If a close friend has a cold, chances are you might catch it. A startup called Sickweather hopes to tap into the social side of sickness with a social networking service that tracks illnesses within a user’s circle of friends, and to forecast outbreaks.
The startup mines publicly available data from social networks such as Twitter and Facebook, as well as from its users, to provide information on illness trends. Sickweather recently launched an early version of its site for closed beta testing, and plans to open to a broader audience in July.
While some people complain about the vast quantities of often mundane data uploaded to social networks every day, companies are increasingly interested in mining that information for commercial ends. Bluefin Labs, for example, uses social network data to determine users’ reactions to television shows and advertisements. Specialized social networks are also springing up to collect more precise data.
PatientsLikeMe, for example, is a social networking site on which patients can share information and experiences related to their condition.
Sickweather’s founders hope the data they collect can help users avoid catching their friends’ bugs. Users would be able to log in to the site and view a map showing illnesses in their area. They would also see updates from friend connections mentioning current illnesses. The company plans to release mobile apps for the site as well, so that users can view this information while on the go.
Graham Dodge, the company’s CEO, says he thinks Sickweather will be particularly useful to young families that want to be alerted to illnesses going around their social circle. “They can decide, ‘Maybe I won’t take my kids to that birthday party,’ ” Dodge says.

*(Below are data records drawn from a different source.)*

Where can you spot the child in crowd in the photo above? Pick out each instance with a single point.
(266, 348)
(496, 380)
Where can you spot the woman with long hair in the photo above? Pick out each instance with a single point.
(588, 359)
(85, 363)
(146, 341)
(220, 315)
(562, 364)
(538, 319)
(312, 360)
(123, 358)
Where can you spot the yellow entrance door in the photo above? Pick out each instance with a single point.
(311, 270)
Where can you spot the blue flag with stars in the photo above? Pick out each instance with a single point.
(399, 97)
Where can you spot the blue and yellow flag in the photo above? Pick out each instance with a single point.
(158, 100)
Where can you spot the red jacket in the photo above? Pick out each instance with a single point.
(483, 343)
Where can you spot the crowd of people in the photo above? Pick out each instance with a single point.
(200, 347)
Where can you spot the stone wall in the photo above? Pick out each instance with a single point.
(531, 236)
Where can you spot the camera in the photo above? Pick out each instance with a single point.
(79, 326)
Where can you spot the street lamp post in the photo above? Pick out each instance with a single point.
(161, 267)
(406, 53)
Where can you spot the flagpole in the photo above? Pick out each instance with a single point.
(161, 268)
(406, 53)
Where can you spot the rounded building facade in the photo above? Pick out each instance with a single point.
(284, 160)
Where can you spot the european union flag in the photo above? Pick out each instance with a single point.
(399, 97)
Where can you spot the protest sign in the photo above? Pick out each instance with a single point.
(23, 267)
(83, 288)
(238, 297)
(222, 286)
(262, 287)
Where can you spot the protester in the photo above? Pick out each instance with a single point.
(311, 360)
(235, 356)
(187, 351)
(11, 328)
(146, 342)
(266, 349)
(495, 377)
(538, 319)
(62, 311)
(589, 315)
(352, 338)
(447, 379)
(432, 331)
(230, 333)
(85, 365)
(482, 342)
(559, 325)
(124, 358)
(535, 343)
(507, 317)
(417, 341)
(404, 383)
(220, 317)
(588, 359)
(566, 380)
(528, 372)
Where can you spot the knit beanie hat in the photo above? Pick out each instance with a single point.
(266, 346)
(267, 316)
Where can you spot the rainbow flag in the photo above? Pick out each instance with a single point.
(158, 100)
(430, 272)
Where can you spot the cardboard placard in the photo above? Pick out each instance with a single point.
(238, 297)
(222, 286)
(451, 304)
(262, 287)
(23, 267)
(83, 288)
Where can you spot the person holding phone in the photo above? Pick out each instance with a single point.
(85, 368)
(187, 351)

Users might also be able to use the information to decide whether their symptoms match up to current common illnesses and merit more attention, or to prepare a health regimen before taking a trip.
Like any social network, much of the value of Sickweather will depend on getting enough people to sign up, but the founders hope to provide a useful service based on publicly available data on social networks as well.
Sickweather uses Twitter’s API to find information about sicknesses tied to a particular location. Michael Belt, Sickweather’s chief technology officer, says the company searches for keywords related to sickness. To tune the algorithm, the system uses a database of words that exclude certain posts. For example, the system would want to record a post that says, “I’m feeling so sick—my nose is running.” But it would exclude a post that says, “There were some sick beats last night at the club.”
Sickweather hopes to eventually use posts that simply mention the symptoms of an illness. But the initial version of the site is focused on words such as “bronchitis,” “pneumonia,” and “pertussis.” “It was eye-opening to see how much data we got just from specific technical terms,” says Dodge.
Dodge says the company is exploring advertising partnerships to gain revenue for the site.
Others are exploring mining social networks for public health data, and their experiences show how difficult it can be. For example, HealthMap, cofounded by Clark Freifeld and John Brownstein, brings together data from a variety of sources to show outbreaks as they happen around the world. HealthMap began by crawling news reports and blogs, but also has a partnership with Google to mine data from search terms. The company offers apps for smart phones, Twitter, and Facebook, through which users can report outbreaks.
For HealthMap’s purposes, Brownstein says, Twitter is a difficult source to mine. “You need a sizeable [health] event to get enough data,” he says. For example, flu outbreaks are usually large enough to get sufficient posts from social networks, but gastric illnesses are too isolated, he says.
Gunther Eysenbach, a senior scientist in the division of clinical decision-making and health care at the Toronto General Research Institute, has extensively studied tracking diseases through the Internet. He says that data from social networks is full of false positives. For example, people may post about articles they’ve read about a disease, and it’s hard to filter that out, he says.
Eysenbach also worries about the privacy implications. He says mining social connections could have a chilling effect on people’s willingness to post about illness, since it could create uncomfortable social situations, such as when no one shows up to that kid’s birthday party. Such an outcome, Eysenbach says, would be a shame, because such data has public-health value.